A Government minister has expressed his “deep concerns” over a serious case review (SCR) into the death of a four-year-old boy who was starved by his mother in Bradford, saying it has failed to fully explain “missed opportunities to protect children in the house”.

Children’s minister Edward Timpson was responding to the publication of the SCR into the case of Hamzah Khan, whose decomposed body was found in a cot in his Bradford home in 2011, almost two years after he died.

Mother-of-eight Amanda Hutton, 43, was jailed for 15 years last month after she was found guilty of Hamzah’s manslaughter and neglecting five of her other children.

At her trial it emerged how a range of agencies had contact with her family but no-one spotted the danger the children were in.
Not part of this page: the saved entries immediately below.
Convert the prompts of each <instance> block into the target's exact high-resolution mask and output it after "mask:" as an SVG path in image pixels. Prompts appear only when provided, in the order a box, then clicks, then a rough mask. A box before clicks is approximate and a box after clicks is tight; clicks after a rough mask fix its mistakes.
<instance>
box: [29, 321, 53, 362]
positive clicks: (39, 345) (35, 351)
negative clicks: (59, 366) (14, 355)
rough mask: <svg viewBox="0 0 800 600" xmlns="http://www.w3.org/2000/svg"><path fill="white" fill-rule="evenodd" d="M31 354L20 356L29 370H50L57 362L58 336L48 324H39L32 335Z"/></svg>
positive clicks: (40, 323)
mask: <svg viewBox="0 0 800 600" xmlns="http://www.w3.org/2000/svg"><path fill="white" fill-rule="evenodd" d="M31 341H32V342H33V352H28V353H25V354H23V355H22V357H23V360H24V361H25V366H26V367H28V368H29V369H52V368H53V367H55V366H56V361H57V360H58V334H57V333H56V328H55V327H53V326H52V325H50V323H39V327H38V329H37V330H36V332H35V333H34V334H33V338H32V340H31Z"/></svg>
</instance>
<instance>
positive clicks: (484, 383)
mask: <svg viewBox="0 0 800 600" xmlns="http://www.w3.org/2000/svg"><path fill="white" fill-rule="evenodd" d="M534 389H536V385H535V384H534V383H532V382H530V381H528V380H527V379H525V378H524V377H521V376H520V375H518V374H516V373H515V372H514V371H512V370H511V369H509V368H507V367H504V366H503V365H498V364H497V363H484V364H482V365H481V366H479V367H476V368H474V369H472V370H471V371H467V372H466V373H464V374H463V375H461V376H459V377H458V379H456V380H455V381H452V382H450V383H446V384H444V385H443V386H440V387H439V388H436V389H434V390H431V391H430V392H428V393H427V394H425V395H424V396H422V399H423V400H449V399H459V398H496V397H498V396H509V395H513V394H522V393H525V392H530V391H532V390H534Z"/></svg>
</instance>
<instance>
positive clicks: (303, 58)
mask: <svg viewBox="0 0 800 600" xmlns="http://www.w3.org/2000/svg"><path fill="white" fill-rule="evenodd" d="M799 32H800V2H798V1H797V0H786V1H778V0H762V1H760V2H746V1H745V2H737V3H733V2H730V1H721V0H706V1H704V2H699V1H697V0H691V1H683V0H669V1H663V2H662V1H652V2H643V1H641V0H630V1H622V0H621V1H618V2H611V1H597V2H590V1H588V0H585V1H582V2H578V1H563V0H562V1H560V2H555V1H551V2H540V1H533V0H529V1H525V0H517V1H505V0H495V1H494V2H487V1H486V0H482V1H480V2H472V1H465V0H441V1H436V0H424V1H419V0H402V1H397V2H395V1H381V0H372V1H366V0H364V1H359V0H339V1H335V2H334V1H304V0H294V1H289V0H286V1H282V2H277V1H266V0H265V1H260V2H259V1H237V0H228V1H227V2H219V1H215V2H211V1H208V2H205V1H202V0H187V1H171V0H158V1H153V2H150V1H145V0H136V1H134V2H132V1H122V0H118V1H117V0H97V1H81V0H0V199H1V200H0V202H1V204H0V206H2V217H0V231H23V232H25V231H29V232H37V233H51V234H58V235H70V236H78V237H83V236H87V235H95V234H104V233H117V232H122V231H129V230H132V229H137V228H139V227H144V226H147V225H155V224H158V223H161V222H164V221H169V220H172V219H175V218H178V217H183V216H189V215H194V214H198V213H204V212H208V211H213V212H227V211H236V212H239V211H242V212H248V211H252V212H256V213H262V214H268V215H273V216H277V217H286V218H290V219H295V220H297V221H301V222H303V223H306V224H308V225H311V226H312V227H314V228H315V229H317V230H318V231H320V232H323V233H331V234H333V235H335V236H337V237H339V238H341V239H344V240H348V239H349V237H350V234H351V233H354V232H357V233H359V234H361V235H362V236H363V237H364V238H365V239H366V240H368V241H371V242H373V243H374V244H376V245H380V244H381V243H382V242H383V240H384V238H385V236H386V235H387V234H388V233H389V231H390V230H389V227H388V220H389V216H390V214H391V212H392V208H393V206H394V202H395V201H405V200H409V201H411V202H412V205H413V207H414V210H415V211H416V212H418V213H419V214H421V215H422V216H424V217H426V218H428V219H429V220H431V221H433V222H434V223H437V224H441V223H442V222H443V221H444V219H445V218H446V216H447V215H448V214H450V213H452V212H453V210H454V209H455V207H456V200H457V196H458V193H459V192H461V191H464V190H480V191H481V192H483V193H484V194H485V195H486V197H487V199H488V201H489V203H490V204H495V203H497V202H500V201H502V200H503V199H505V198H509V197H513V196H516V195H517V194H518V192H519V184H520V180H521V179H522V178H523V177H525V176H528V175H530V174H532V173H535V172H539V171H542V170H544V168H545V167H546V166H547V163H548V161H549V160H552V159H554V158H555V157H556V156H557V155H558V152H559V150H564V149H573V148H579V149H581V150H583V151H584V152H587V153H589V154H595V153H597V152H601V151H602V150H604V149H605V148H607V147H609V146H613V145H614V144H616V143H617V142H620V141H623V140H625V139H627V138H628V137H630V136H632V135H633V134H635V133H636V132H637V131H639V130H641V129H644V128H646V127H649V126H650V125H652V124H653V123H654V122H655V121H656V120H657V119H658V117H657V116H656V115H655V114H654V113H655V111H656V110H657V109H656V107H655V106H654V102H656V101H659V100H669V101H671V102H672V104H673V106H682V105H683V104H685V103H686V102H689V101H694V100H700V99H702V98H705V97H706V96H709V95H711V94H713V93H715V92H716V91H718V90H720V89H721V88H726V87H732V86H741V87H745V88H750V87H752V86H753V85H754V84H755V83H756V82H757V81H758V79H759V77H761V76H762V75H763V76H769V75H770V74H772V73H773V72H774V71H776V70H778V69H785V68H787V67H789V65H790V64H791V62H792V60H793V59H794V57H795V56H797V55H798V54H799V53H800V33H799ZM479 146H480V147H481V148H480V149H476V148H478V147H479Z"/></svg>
The SCR into that contact concluded that Hamzah was “invisible for almost a lifetime”. The minister wrote to Professor Nick Frost, who chairs the Bradford Safeguarding Children Board, saying: “I have deep concerns over the Hamzah Khan serious case review. In particular, I am concerned that it fails to explain sufficiently clearly the actions taken, or not taken by children’s social care when problems in the Khan family were brought to their attention on a number of occasions.”

Mr Timpson set out a series of question he believed needed answering relating to the contact different agencies had with Hutton and her family.

He said: “All of these were missed opportunities to protect the children in the house.

It is tragic beyond words that by the time a health visitor did trigger concerns about the whereabouts of the younger children in the household, who were missing from health and education services altogether, Hamzah Khan was already dead.”